MIT Multiscale Materials Design Course 2016 / June 20-24, 2016

Spend a week at MIT and earn a MIT certificate. A great opportunity for postdocs and graduate students. Limited number of fellowships available. 

June 20-24, 2016

URL: http://professional.mit.edu/programs/short-programs/multiscale-materials-design 

The demand for high-performance materials with superior properties, flexibility, and resilience calls for a new design paradigm from the molecular scale upwards. This course covers the science, technology, and state-of-the-art in atomistic, molecular, and multiscale modeling and experiment, applied to describe how mechanical properties of materials can be improved. Through lectures and hands-on labs, participants will learn how materials failure, studied from a first principles perspective, can be applied in an effective “learning-from-failure approach” to design and make novel materials. Participants will also learn how superior material properties in nature and biology can be mimicked in bioinspired materials for applications in new technology.

New this year, we have further expanded the lab sessions to three afternoons and introduced more interactive elements, as well as additional work with a new 3-D printing lab that we just set up at MIT.

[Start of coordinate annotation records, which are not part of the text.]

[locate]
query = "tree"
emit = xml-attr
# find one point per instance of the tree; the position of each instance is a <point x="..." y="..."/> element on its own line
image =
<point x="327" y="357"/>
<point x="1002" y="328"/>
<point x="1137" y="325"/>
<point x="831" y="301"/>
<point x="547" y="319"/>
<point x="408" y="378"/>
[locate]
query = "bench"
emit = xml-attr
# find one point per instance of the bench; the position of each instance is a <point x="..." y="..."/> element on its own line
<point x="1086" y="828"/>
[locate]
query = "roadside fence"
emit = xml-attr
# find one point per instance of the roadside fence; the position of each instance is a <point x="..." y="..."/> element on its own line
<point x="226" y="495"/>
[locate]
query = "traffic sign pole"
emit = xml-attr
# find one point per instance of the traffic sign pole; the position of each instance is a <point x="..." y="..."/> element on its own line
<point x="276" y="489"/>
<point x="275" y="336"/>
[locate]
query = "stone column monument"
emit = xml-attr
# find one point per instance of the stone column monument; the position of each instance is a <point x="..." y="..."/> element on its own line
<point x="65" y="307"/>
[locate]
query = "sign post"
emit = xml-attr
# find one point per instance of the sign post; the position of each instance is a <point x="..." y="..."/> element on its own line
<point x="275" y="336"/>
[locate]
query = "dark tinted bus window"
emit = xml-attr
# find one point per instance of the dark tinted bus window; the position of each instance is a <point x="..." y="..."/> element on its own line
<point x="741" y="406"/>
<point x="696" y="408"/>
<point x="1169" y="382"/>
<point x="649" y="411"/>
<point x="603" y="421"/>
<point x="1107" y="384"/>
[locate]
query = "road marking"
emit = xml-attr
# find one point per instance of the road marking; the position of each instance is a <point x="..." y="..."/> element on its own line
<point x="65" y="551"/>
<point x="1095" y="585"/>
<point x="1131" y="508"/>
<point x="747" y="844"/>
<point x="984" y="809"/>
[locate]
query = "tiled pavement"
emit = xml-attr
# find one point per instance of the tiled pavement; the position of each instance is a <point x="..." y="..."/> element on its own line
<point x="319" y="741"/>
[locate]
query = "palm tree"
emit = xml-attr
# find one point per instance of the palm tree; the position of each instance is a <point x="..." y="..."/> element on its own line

The course focuses on practical problem-solving computational tools paired with a detailed discussion of experimental techniques to probe the ultimate structure of materials, emphasizing tools to predict key mechanical properties. In hands-on labs, participants will use state-of-the-art additive manufacturing to synthesize optimized material samples via a direct route from computer to 3-D printer. Specific case studies of molecular mechanics, bio-inspired composites, and dynamic fracture of composites and polymers will be presented and carried out by participants in computational labs. Simulation codes, algorithms, and details of the implementations of different simulation technologies, including validation, will be presented, including practical issues such as supercomputing (hardware and software), parallelization, Graphics Processing Computing (GPU), and others. A specific focus is on structural polymers and composites, including innovative material platforms such as carbon nanotubes, graphene, and protein materials for bio-inspired materials.